Fu emphasised the need for stronger institutional linkages, citing the African Continental Free Trade Area (AfCFTA) as a significant opportunity for collaboration. With a market of 1.4 billion people and a combined GDP of $3.4 trillion, the AfCFTA presents unprecedented opportunities for businesses. Similarly, the ASEAN Economic Community, with its 670 million people, has positioned itself as a hub for regional economic partnerships.
Singapore is actively pursuing trade agreements with African nations, including discussions with the East African Community for a potential Free Trade Agreement. Additionally, Singapore has established Bilateral Investment Treaties with Côte d’Ivoire and Nigeria, with negotiations underway with Ghana.
Commercial linkages between Singapore and Africa are also on the rise. Singapore’s trade with Africa has grown significantly, with merchandise and services trade increasing by 14% and 17% per annum, respectively, since 2020. Singapore-based companies like Valency International and Trident are investing in Africa’s agribusiness and digital sectors, creating jobs and enhancing financial inclusion.

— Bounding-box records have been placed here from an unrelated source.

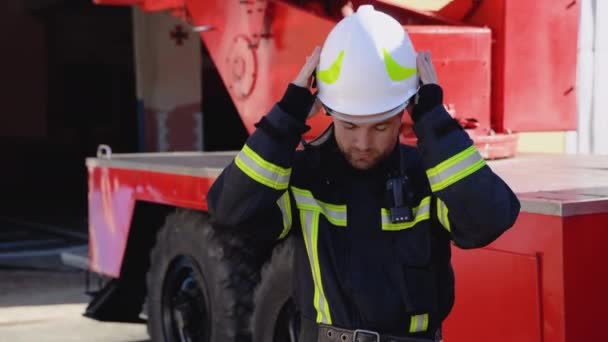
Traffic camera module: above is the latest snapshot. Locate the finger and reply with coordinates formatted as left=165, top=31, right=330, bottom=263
left=302, top=46, right=321, bottom=76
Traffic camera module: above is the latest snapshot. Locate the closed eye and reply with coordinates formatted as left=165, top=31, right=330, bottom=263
left=374, top=125, right=386, bottom=132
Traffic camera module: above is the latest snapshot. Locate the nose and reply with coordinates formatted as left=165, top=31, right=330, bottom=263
left=354, top=129, right=371, bottom=151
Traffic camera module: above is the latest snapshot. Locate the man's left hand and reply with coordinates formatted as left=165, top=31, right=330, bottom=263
left=416, top=50, right=438, bottom=85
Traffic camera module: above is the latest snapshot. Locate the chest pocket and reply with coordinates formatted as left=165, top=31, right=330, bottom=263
left=381, top=196, right=431, bottom=267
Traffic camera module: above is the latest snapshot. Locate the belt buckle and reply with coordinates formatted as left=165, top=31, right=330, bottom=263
left=353, top=329, right=380, bottom=342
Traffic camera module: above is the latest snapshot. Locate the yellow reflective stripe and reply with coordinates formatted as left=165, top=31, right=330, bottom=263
left=300, top=210, right=331, bottom=324
left=382, top=48, right=416, bottom=82
left=317, top=50, right=344, bottom=84
left=234, top=145, right=291, bottom=190
left=410, top=314, right=429, bottom=333
left=277, top=191, right=292, bottom=240
left=426, top=146, right=486, bottom=192
left=437, top=198, right=451, bottom=232
left=381, top=196, right=431, bottom=231
left=291, top=186, right=346, bottom=227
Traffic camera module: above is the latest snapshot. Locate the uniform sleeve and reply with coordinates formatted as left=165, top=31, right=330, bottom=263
left=207, top=85, right=312, bottom=240
left=414, top=87, right=520, bottom=248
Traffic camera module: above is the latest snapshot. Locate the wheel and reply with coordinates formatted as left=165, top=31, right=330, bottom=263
left=147, top=210, right=261, bottom=342
left=251, top=238, right=300, bottom=342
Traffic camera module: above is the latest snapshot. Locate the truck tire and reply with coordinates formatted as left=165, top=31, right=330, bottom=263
left=147, top=210, right=261, bottom=342
left=251, top=238, right=299, bottom=342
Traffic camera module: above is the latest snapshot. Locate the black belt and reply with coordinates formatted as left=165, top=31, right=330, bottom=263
left=317, top=324, right=434, bottom=342
left=298, top=316, right=441, bottom=342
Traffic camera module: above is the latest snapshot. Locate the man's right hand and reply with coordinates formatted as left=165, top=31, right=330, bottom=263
left=291, top=46, right=321, bottom=88
left=291, top=46, right=321, bottom=119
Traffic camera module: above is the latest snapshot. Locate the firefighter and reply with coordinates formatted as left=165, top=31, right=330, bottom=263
left=208, top=5, right=520, bottom=342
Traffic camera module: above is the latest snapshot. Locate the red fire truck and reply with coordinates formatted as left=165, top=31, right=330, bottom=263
left=85, top=0, right=608, bottom=342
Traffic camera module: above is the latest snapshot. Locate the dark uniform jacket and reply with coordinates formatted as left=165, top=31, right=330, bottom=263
left=208, top=85, right=520, bottom=337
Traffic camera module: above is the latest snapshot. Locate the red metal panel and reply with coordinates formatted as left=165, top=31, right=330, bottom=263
left=88, top=167, right=213, bottom=277
left=564, top=209, right=608, bottom=341
left=186, top=0, right=491, bottom=139
left=440, top=0, right=580, bottom=132
left=445, top=249, right=541, bottom=342
left=93, top=0, right=184, bottom=11
left=446, top=212, right=577, bottom=342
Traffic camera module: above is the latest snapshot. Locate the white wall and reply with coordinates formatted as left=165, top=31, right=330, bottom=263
left=566, top=0, right=608, bottom=154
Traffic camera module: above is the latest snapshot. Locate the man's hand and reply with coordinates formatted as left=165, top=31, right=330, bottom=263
left=291, top=46, right=321, bottom=88
left=291, top=46, right=321, bottom=118
left=416, top=51, right=438, bottom=85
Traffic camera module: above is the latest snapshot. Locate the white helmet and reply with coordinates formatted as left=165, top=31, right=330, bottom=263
left=316, top=5, right=418, bottom=122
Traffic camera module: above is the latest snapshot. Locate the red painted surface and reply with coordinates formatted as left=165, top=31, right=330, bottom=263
left=564, top=213, right=608, bottom=341
left=444, top=249, right=541, bottom=342
left=186, top=1, right=491, bottom=139
left=88, top=167, right=212, bottom=277
left=439, top=0, right=581, bottom=132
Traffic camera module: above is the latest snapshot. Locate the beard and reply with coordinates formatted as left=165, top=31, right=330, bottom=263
left=338, top=144, right=391, bottom=171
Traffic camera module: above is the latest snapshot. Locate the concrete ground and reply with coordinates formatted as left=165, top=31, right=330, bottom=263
left=0, top=269, right=149, bottom=342
left=0, top=219, right=149, bottom=342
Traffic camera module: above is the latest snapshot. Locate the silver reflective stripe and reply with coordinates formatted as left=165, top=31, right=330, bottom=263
left=277, top=191, right=292, bottom=240
left=300, top=210, right=331, bottom=324
left=291, top=186, right=346, bottom=227
left=382, top=196, right=431, bottom=230
left=437, top=198, right=451, bottom=232
left=235, top=145, right=291, bottom=190
left=426, top=146, right=485, bottom=192
left=410, top=314, right=429, bottom=333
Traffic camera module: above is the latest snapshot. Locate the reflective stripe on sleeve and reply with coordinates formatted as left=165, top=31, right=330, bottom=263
left=234, top=145, right=291, bottom=190
left=300, top=210, right=331, bottom=324
left=437, top=198, right=451, bottom=232
left=426, top=146, right=486, bottom=192
left=291, top=186, right=346, bottom=227
left=410, top=314, right=429, bottom=333
left=277, top=191, right=292, bottom=240
left=382, top=196, right=431, bottom=231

Fu encouraged companies to explore new markets and leverage Singapore’s connectivity to access ASEAN and beyond. Initiatives like the Singapore Cooperation Programme and business missions are fostering people-to-people exchanges, further strengthening ties between the regions. As Africa continues its growth trajectory, Singapore aims to serve as a gateway for African companies seeking to expand eastward.